Gandhi, che non essendo cristiano partiva con un handicap di non poco conto, riuscì comunque a riconoscere diverse verità sulla natura umana. Anche in merito alla non-violenza, di cui è universalmente riconosciuto come il massimo esponente teorico e pratico, andrebbero evidenziati alcuni aspetti che credo siano poco noti, perché presentati in modo parziale e distorto. Eccone alcuni brani significativi:
Tuttavia, sebbene la violenza non sia lecita, quando viene usata per autodifesa o a protezione degli indifesi essa è un atto di coraggio, di gran lunga migliore della codarda sottomissione. […]
Se un uomo combatte con la spada da solo contro un’orda di briganti armati fino ai denti, io dico che combatte in modo quasi non-violento. Non ho forse detto alle nostre donne che se in difesa del loro onore avessero usato le unghie e i denti o anche la spada, avrei considerato la loro condotta non-violenta?
E ciò che vale per il singolo, non può non valere anche per le comunità, le nazioni.
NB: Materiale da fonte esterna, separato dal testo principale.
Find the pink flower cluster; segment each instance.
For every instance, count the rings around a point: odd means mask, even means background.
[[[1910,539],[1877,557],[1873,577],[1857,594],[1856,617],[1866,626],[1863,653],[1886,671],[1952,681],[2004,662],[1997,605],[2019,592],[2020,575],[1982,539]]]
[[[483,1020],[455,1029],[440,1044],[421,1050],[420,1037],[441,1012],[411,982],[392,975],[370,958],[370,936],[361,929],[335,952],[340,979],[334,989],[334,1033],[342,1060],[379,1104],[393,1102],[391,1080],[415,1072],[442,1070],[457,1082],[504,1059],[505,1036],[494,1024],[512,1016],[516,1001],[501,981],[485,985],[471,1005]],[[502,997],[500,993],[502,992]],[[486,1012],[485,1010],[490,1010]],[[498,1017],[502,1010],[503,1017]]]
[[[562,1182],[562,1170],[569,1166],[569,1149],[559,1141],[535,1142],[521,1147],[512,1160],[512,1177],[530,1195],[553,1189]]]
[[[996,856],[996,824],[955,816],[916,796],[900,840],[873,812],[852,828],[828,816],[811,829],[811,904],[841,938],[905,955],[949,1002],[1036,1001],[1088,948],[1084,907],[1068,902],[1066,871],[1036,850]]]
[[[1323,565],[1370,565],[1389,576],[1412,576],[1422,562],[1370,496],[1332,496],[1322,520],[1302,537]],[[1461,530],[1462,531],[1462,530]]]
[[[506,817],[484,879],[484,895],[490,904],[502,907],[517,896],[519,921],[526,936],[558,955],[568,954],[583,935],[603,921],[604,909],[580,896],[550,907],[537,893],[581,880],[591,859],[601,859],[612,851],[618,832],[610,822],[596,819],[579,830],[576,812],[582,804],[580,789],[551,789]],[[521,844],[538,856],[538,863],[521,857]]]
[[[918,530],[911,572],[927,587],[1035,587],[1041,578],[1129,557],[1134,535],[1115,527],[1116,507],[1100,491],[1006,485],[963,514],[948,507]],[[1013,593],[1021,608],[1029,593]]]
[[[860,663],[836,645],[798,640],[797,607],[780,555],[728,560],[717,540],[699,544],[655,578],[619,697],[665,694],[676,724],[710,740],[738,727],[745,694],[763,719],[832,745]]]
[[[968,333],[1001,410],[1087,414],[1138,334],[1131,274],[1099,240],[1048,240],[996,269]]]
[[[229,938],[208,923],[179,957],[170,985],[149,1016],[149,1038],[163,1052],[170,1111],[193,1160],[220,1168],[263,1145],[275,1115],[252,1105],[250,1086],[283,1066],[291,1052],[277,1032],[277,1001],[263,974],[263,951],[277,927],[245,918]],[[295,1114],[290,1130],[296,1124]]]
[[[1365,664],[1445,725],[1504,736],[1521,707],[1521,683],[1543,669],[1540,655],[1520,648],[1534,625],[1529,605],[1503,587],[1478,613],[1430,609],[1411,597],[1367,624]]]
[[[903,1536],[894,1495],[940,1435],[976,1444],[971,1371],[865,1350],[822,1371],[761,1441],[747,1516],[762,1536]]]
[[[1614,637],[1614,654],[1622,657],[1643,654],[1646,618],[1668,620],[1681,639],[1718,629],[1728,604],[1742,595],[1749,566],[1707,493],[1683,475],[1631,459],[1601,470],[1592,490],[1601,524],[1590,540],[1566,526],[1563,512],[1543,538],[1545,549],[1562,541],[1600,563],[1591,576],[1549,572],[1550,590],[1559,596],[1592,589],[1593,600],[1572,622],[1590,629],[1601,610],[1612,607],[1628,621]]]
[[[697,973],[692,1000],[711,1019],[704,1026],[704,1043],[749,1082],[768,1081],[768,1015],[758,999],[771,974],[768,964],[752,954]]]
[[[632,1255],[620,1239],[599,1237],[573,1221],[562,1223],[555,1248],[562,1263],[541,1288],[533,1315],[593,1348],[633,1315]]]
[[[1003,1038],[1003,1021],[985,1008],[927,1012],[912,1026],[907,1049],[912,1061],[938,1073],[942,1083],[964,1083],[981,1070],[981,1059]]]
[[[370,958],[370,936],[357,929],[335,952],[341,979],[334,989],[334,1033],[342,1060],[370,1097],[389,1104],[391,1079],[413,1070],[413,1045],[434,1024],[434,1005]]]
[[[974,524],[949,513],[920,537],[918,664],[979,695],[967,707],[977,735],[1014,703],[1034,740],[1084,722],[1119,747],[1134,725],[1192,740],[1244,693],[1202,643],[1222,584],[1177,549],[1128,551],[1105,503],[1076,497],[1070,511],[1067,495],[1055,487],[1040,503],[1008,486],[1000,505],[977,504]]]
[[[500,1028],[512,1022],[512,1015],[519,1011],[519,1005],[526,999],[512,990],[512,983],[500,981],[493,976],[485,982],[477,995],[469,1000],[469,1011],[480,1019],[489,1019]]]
Oppure questo, ancora più esplicito:
Uccidere può essere un dovere. […] In alcuni casi può essere necessario perfino versare sangue umano. Supponiamo che un uomo venga preso da una follia omicida e cominci a girare con una spada in mano uccidendo chiunque gli si pari dinnanzi, e che nessuno abbia il coraggio di catturarlo vivo. Chiunque uccida il pazzo otterrà la gratitudine della comunità e sarà considerato un uomo caritatevole. Dal punto di vista dell’ahimsa [non-violenza, ndr], è chiaro dovere di ciascuno uccidere un simile uomo. […] Colui che non uccide un assassino che sta per uccidere suo figlio (quando non può impedirglielo in altro modo) non ha alcun merito, ma commette peccato; egli non pratica l’ahimsa, ma l’himsa [violenza, ndr], a causa di un’errata concezione dell’ahimsa.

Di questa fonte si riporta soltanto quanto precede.